En la obra, el alter ego se burla de los huidobrianos, personajes adolescentes y deslumbrados con la literatura, pero sin verdadera conciencia del oficio, del sacrificio que implica acostarse cada noche con el íncubo, con el espíritu de Lautreamont. Campos, el alter ego, se burla de la inocencia literaria, cuestiona la imbecilidad, la irrisoria ambición del reconocimiento.
Una de las menciones más importantes de Los inacabados y que quizás aporta pistas para identificar la intención de la búsqueda, es la de Johan Gottfried von Herder, creador del movimiento Sturm und drang, en la Alemania del siglo XVIII. La búsqueda del sentido en las antiguas fuentes del romanticismo que descansa en el culto al genio literario, a la entrega total a la creación literaria, al modelo del literato que abandona la cordura misma como una intención evasiva de la arbitraria racionalidad; constituye, de alguna manera, no un retorno, sino un encuentro con la necesidad contemporánea de respuestas que sobrepasan al racionalismo. En tal sentido, por extraño que pueda parecer, Los inacabados es una obra romántica postmoderna.
El propósito, intencional o no, de reimplantar el modelo del Conde Lautréamont como figura que cruza la obra, ya sea bajo los nombres de Arp, Nant, Nut, etc… demuestra la vigencia de una de las representaciones prevanguardistas en la literatura contemporánea. No obstante, podríamos vincular esta acechanza del oscuro espíritu literario de Lautréamont sobre el autor, con la idea de las serpientes de Cortázar.
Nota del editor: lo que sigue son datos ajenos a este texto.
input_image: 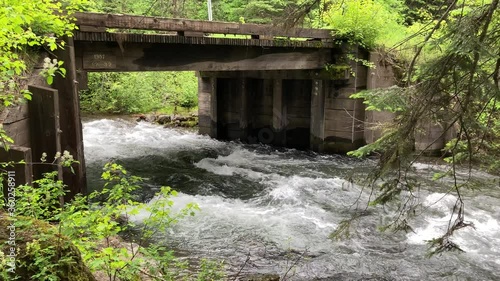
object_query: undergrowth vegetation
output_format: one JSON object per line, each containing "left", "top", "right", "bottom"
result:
{"left": 1, "top": 161, "right": 226, "bottom": 280}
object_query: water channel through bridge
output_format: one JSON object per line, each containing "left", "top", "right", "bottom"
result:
{"left": 3, "top": 12, "right": 396, "bottom": 199}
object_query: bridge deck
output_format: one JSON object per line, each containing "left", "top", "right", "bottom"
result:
{"left": 74, "top": 12, "right": 334, "bottom": 48}
{"left": 73, "top": 31, "right": 334, "bottom": 48}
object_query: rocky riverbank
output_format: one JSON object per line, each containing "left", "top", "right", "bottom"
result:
{"left": 135, "top": 113, "right": 199, "bottom": 128}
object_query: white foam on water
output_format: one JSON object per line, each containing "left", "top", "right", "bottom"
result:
{"left": 84, "top": 118, "right": 500, "bottom": 279}
{"left": 131, "top": 190, "right": 338, "bottom": 253}
{"left": 195, "top": 149, "right": 363, "bottom": 207}
{"left": 407, "top": 192, "right": 500, "bottom": 269}
{"left": 83, "top": 119, "right": 226, "bottom": 162}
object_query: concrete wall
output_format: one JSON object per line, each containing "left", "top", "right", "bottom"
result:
{"left": 321, "top": 46, "right": 368, "bottom": 153}
{"left": 364, "top": 51, "right": 397, "bottom": 144}
{"left": 198, "top": 47, "right": 371, "bottom": 154}
{"left": 1, "top": 70, "right": 47, "bottom": 148}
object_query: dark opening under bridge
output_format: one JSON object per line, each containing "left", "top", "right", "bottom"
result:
{"left": 1, "top": 12, "right": 397, "bottom": 200}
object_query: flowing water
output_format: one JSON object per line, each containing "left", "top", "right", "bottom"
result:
{"left": 83, "top": 117, "right": 500, "bottom": 281}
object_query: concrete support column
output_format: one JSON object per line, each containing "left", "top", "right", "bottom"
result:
{"left": 239, "top": 78, "right": 248, "bottom": 141}
{"left": 322, "top": 86, "right": 365, "bottom": 153}
{"left": 198, "top": 76, "right": 217, "bottom": 138}
{"left": 310, "top": 80, "right": 325, "bottom": 152}
{"left": 364, "top": 52, "right": 396, "bottom": 144}
{"left": 272, "top": 79, "right": 286, "bottom": 146}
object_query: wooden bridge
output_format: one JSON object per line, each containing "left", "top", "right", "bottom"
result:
{"left": 72, "top": 12, "right": 337, "bottom": 72}
{"left": 2, "top": 12, "right": 397, "bottom": 199}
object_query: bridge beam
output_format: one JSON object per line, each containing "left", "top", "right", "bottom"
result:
{"left": 74, "top": 42, "right": 330, "bottom": 71}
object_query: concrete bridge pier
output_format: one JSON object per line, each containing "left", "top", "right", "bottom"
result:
{"left": 198, "top": 61, "right": 368, "bottom": 153}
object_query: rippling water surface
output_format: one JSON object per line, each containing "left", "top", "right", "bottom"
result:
{"left": 83, "top": 118, "right": 500, "bottom": 281}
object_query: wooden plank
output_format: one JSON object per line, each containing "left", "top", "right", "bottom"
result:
{"left": 75, "top": 42, "right": 330, "bottom": 71}
{"left": 28, "top": 85, "right": 61, "bottom": 181}
{"left": 76, "top": 70, "right": 88, "bottom": 91}
{"left": 74, "top": 12, "right": 334, "bottom": 39}
{"left": 53, "top": 37, "right": 87, "bottom": 200}
{"left": 78, "top": 25, "right": 107, "bottom": 32}
{"left": 73, "top": 31, "right": 332, "bottom": 49}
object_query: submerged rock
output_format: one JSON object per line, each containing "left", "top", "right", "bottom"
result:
{"left": 156, "top": 114, "right": 172, "bottom": 124}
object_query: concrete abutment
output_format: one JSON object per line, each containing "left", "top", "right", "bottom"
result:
{"left": 198, "top": 63, "right": 369, "bottom": 153}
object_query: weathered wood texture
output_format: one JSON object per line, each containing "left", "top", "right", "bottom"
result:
{"left": 73, "top": 32, "right": 333, "bottom": 49}
{"left": 53, "top": 38, "right": 87, "bottom": 199}
{"left": 28, "top": 85, "right": 61, "bottom": 180}
{"left": 74, "top": 42, "right": 330, "bottom": 71}
{"left": 74, "top": 12, "right": 334, "bottom": 39}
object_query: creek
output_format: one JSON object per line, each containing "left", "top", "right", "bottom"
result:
{"left": 83, "top": 117, "right": 500, "bottom": 281}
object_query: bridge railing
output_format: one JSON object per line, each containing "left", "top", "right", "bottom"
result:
{"left": 74, "top": 12, "right": 334, "bottom": 40}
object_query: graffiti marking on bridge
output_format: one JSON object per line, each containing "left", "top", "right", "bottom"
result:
{"left": 83, "top": 52, "right": 116, "bottom": 70}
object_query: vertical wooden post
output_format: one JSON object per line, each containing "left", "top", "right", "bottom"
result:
{"left": 53, "top": 37, "right": 86, "bottom": 199}
{"left": 310, "top": 80, "right": 325, "bottom": 152}
{"left": 272, "top": 79, "right": 286, "bottom": 146}
{"left": 76, "top": 70, "right": 89, "bottom": 91}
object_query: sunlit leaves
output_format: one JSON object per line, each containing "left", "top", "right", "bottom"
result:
{"left": 320, "top": 0, "right": 407, "bottom": 48}
{"left": 0, "top": 0, "right": 87, "bottom": 105}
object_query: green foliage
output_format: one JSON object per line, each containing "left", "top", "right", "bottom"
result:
{"left": 342, "top": 0, "right": 500, "bottom": 255}
{"left": 3, "top": 159, "right": 226, "bottom": 280}
{"left": 80, "top": 71, "right": 198, "bottom": 114}
{"left": 0, "top": 0, "right": 89, "bottom": 108}
{"left": 196, "top": 259, "right": 226, "bottom": 281}
{"left": 320, "top": 0, "right": 407, "bottom": 48}
{"left": 350, "top": 85, "right": 410, "bottom": 112}
{"left": 59, "top": 163, "right": 202, "bottom": 280}
{"left": 16, "top": 172, "right": 66, "bottom": 220}
{"left": 40, "top": 58, "right": 66, "bottom": 85}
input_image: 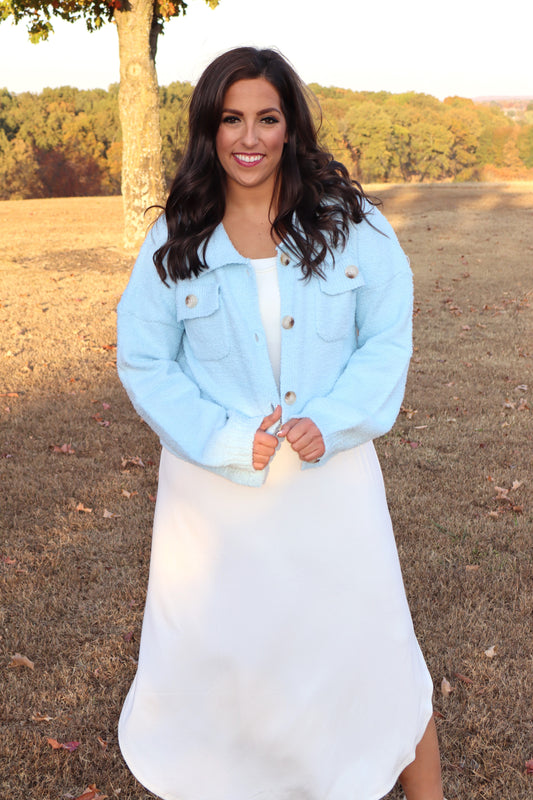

En los espíritus creadores en los que más se fortalece el deseo por alcanzar la cima literaria, en la que la literatura es el todo, la puerta del acecho queda completamente abierta, entonces Lautréamont entra y construye su nicho bajo la forma de una voz oscura, la voz de un perro que ronda cerca de la ebriedad del alter ego, del inacabado, y aunque este doble la esquina, más próximo se encuentra la voz transmutada en el mismo Leopoldo María Panero con una amenaza virgen: “Te mataré cuando la luna no salga”.
Sin embargo, a pesar de la extraordinaria intención de juego, la obra pierde profundidad cuando intenta volverse ligera o donde el autor excede su ingenio irónico. Es menos falible cuando ironiza a los huidobrianos, quizás porque estos personifican lo impúber del pensamiento o el pensamiento de los inacabados. Al abordar la figura de Kafka para desacralizar la visión existencial, el intento es definitivamente fallido y no consigue sino mostrar cierta incomprensión de la misma ironía kafkiana. Esta intención burlesca se observa de manera directa en el texto "Creo en él". Pero además en la utilización desenfadada de un lenguaje emocional aparentemente espontáneo, descuidado, caótico. Es una burla y una afrenta abierta a la visión racional que subyuga el pensamiento contemporáneo. Kafka o Samsa, es el émulo de un dios enfermo. Es una de las piezas más extrañas del texto porque tratándose de una ironía, no logra sino despertar cierta inquietud maligna del humor sin lograr convencernos. Es la peor parte del libro, y, a la vez, la más inquietante puesto que, mostrándonos el aterrador absurdo de nuestra existencia, el tedio de la vida, no logra transmitírnosla con el angustioso peso existencial de la figura de Kafka.
El intento, sin embargo, no deja de mostrársenos como algo siniestro, como una burla no sólo de la vida, sino de la literatura como parodia de la vida.